結婚式場経営者は、毎年約七十万円の固定資産税を石垣市に支払っている。以前、石原慎太郎元運輸相が「一坪運動」として買い取りを打診してきたが断った。経営者に代わって式場の総務部長(六六)は言う。
「勝手に灯台を建てたり、上陸したり。迷惑なんです。(帰属問題は)国が考えること。そっとしておいてほしい」[『朝日新聞』1997年8月9日付朝刊22面「「この国」を想う 2 尖閣諸島」]
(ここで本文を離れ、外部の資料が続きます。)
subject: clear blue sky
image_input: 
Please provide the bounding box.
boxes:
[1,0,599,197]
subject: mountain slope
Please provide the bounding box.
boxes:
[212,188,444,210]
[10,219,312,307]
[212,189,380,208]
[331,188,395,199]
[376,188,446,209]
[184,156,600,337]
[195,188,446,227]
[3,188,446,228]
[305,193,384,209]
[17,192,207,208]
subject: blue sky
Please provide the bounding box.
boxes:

この問題に対して、西村議員側は「日本国の領土を日本国の国会議員が視察することは当然のことで、法的にも瑕疵はない」と主張している(『読売新聞』1997年5月6日付夕刊2面)。(要するに、地主が「入るな」と言っている土地に勝手に入っておいて開き直って威張っている、という状況なのだが、確かに微罪でしかないとはいえ、触法行為の疑いは否定できない。日本国の領土だと主張するのであれば、なおさら、その土地では日本国の法律に従うべきなのではないか?)
2003年(平成15)1月1日付『読売新聞』朝刊は、日本政府(総務省)が前年10月、久場島以外の3島について、K氏から年間約2256万円で借り上げる賃借契約を結んだ、ということをスクープした。同紙は、政府側の考えについて以下のように報じている。
「尖閣は国の固有の領土。これは微動だにしない」(政府関係者)との基本姿勢を踏まえた上で、どうすれば尖閣諸島の民有地を政府が安定して管理できるか、自然環境保護の観点などからも様々な検討が行われ、最終的に「賃借権設定」という手段に落ち着いたという。
国が所有者に相応の賃料を支払うことで、島の転売に一定の歯止めをかけることができるほか、仮に所有者が第三者に転売しても、賃借人としての権利を主張できる。また、国は賃借権に基づき、第三者が不法上陸したり、勝手に建造物を建てたりすることを阻止できる。尖閣諸島では、これまで、日本の政治団体が灯台などを建設したり、国会議員が上陸したりして、中国、台湾側が抗議した経緯がある。
政府は、来年度以降も毎年、契約を更新していく方針という。